プロローグ『始まりの予兆』
真っ白な世界。そこには何もなく、ただただ広がる白の空間だった。
「どうして戦争が起こるか知ってるかい?」
誰かがそう言った。その問いに僕は答えられなかった。いや、答えられなかったんじゃない。答えたくなかったんだ。それが一番の正解だと思ったからだ。
答えたとしてもどうとでもなるわけではないと分かっていたから。
「答えてくれないのかい?それとも……なんにせよ君は優しいんだね。」
何を言っているのか理解は出来なかった、出会ったこともないし、何故優しいと言えるかが不思議だった。
「今はいいさ、今はね。でも今度同じ問いを出したら答えてほしい。それが君の為でもあるし、僕の為でもある。」
今の声は僕の心が生んだ幻聴だったのかもしれない。それが最後の言いたいことだったのか静寂が続く。
ああ、この時間がずっと続けばいいのに。
「……ちゃん」
「おにいちゃん」
「おにいちゃん!あ・さ・で・す・よー!」
「おはようございます。…なんだ梓か」
「なんだとはなんだー!なんだとは!」
こいつは僕の妹の梓。ちょいと頭が花畑になってしまっている。それはそうと…あまり大事ではないところを二回言うのか。我が妹ながらやはりバカなのかこいつは?あるいは天然か?
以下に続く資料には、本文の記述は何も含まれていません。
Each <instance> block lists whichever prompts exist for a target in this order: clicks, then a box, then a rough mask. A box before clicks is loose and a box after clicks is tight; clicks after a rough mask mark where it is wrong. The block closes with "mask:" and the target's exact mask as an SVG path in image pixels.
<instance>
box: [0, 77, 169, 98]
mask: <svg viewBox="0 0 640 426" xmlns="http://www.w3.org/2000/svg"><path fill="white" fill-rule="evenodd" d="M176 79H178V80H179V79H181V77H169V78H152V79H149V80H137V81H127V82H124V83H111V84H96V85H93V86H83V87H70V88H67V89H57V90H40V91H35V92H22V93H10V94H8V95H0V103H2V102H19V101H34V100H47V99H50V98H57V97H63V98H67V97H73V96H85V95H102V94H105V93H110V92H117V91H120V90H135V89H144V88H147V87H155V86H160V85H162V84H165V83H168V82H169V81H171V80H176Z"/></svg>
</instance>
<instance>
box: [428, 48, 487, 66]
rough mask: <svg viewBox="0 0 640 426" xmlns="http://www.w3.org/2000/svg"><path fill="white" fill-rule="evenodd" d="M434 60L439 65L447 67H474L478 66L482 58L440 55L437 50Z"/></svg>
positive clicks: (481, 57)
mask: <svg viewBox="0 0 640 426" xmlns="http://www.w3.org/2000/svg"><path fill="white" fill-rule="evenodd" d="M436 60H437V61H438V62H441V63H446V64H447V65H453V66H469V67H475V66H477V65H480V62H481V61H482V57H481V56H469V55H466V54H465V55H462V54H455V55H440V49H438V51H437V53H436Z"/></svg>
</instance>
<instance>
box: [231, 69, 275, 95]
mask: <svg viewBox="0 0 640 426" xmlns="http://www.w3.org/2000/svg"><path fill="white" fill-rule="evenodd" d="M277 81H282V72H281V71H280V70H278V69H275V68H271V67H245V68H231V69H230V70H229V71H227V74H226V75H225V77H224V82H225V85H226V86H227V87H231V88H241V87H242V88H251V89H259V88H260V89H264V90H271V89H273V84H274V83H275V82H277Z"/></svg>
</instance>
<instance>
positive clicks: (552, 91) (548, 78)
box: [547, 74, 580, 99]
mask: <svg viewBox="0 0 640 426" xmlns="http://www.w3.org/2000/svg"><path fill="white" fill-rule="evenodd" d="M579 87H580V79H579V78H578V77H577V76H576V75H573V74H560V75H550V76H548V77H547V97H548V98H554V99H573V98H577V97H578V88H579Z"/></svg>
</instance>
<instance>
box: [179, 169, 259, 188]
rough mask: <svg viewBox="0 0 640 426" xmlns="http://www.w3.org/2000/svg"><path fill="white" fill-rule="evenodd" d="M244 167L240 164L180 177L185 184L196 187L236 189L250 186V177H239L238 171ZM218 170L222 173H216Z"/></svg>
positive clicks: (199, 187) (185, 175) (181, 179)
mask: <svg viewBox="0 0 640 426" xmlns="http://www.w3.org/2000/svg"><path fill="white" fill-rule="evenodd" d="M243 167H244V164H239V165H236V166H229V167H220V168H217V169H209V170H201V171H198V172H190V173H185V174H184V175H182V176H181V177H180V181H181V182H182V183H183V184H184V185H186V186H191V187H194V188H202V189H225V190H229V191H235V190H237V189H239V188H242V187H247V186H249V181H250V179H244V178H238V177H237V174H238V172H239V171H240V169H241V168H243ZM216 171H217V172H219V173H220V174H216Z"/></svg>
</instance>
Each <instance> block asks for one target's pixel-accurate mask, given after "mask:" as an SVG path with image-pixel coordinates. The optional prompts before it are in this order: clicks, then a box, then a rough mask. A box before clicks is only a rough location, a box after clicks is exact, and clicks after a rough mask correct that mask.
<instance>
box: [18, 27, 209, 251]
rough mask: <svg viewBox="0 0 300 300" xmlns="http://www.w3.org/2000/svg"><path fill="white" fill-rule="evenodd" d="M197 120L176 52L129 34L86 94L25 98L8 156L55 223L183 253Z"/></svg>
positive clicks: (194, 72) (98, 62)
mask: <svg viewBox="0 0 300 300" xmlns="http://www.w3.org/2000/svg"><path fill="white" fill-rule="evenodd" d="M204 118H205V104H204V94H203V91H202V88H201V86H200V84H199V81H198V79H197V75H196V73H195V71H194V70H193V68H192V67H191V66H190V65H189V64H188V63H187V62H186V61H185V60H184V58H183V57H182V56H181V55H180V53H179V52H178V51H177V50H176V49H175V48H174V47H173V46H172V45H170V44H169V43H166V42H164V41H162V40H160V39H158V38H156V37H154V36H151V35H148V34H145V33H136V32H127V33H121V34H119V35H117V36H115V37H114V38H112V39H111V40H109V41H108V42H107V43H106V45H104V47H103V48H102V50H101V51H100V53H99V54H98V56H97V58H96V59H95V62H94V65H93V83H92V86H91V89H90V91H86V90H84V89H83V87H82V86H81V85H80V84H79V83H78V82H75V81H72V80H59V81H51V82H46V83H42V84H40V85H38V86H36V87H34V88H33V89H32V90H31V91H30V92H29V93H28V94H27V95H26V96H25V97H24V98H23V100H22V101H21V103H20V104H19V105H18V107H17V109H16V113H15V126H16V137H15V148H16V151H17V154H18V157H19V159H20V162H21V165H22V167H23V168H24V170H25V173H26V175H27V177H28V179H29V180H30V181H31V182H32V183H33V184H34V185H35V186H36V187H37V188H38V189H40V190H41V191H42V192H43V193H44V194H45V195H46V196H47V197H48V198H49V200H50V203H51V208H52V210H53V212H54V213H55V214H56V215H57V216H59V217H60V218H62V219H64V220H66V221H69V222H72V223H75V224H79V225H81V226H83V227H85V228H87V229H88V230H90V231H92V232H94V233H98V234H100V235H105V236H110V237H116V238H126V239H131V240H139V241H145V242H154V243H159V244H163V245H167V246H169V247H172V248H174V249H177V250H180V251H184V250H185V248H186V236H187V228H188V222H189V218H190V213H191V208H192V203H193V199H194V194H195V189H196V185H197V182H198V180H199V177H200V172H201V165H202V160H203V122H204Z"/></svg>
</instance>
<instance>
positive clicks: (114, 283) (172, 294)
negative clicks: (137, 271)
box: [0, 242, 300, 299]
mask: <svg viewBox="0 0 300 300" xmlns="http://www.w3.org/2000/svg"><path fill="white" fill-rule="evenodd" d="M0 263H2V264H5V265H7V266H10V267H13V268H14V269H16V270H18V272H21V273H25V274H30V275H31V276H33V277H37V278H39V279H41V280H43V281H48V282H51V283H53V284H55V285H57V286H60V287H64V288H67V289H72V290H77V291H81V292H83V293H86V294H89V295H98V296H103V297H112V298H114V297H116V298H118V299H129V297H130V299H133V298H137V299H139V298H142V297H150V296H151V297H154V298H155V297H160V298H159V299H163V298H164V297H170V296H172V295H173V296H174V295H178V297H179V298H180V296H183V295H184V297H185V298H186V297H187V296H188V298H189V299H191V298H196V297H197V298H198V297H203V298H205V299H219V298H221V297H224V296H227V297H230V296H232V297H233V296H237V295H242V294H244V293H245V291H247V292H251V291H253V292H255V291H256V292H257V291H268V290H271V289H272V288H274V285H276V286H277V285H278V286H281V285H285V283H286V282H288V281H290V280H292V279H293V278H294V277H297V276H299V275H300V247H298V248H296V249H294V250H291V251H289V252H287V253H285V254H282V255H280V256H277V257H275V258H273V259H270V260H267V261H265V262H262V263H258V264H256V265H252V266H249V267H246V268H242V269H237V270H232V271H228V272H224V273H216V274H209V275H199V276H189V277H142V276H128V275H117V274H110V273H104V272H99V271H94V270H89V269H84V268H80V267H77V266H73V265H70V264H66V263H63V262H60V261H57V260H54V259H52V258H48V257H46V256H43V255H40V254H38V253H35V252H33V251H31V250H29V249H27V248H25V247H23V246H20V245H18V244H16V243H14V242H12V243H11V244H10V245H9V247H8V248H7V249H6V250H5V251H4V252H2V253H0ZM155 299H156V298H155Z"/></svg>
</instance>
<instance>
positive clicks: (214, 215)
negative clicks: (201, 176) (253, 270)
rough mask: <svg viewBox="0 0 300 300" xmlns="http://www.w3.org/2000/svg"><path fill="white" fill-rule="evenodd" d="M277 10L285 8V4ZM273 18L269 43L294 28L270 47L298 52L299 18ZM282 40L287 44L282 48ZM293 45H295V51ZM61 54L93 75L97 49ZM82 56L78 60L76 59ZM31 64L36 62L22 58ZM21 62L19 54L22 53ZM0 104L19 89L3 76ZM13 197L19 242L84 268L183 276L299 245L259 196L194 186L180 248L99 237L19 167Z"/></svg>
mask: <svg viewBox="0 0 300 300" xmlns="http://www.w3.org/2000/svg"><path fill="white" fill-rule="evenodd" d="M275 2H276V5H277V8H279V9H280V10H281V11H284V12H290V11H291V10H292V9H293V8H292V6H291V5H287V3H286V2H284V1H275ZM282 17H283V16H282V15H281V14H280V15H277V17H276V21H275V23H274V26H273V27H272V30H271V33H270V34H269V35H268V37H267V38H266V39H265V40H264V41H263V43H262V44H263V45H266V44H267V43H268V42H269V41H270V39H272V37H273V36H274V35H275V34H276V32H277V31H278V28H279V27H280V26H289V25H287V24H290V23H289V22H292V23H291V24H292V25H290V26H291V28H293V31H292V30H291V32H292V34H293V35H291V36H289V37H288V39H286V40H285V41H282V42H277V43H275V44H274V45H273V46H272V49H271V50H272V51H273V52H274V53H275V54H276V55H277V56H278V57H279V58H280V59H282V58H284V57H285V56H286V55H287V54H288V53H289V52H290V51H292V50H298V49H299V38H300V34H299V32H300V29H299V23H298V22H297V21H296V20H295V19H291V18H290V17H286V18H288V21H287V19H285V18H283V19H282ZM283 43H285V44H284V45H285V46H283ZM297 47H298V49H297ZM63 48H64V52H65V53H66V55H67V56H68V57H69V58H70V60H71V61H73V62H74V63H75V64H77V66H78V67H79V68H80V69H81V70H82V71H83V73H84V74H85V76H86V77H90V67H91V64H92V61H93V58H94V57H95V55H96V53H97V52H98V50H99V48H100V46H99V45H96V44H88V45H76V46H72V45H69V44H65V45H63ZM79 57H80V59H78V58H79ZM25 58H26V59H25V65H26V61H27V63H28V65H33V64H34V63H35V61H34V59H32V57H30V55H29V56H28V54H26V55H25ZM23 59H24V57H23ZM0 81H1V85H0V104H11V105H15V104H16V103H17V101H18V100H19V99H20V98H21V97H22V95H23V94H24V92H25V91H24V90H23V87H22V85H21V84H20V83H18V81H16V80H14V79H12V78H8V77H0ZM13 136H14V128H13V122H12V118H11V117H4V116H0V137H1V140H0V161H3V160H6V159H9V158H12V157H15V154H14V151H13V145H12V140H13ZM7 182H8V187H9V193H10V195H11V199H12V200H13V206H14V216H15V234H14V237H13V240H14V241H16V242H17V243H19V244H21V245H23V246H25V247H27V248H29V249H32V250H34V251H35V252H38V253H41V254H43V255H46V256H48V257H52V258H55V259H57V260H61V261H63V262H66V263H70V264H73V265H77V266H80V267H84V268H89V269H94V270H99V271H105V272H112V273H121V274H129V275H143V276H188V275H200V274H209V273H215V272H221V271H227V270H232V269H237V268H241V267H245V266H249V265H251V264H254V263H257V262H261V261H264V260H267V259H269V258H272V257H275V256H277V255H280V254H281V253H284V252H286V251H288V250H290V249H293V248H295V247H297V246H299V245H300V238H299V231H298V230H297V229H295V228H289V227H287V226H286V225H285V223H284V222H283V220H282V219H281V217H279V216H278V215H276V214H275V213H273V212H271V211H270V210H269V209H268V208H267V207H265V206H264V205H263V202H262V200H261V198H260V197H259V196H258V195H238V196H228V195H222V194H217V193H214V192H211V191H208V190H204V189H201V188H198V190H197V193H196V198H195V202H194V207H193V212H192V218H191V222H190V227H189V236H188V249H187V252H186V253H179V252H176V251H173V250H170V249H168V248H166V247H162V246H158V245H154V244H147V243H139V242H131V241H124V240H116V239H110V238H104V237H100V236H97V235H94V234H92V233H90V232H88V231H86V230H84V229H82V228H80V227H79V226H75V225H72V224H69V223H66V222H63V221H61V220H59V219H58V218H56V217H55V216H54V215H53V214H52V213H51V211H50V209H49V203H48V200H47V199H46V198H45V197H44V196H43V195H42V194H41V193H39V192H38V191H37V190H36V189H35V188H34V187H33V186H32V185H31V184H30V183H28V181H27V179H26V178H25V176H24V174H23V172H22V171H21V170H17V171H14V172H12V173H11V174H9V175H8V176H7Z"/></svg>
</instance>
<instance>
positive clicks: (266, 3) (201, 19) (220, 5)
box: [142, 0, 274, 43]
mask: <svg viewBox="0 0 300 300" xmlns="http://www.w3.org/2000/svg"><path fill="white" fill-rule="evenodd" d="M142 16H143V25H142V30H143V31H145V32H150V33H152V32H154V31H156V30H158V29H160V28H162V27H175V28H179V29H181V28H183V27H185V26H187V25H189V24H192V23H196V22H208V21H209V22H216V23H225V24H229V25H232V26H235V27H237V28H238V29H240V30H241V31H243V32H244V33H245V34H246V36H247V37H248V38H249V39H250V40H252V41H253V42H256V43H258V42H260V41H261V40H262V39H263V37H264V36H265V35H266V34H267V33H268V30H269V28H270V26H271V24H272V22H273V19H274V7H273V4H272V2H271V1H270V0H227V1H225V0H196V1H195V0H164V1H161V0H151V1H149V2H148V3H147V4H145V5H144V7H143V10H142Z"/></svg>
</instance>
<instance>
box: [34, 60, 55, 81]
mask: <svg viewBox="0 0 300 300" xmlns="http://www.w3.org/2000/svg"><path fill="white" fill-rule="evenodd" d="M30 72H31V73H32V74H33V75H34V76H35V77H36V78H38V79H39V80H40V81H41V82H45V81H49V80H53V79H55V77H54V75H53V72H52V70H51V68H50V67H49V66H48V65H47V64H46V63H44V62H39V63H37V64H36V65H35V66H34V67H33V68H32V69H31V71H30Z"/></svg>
ふわぁ〜と大きなあくびをして、口をむにむにさせて、のんびりとしていると、僕の頬に妹の梓が高速で殴るという梓の得意技で、見事にクリティカルヒットを決められた。こういう時に使うのだろうか。ほっぺが落ちるという言葉は。
僕 倉主 勇太は妹に負わされたダメージを、妹が作ってくれたおいしい朝食で回復するという複雑な展開を迎えたのであった。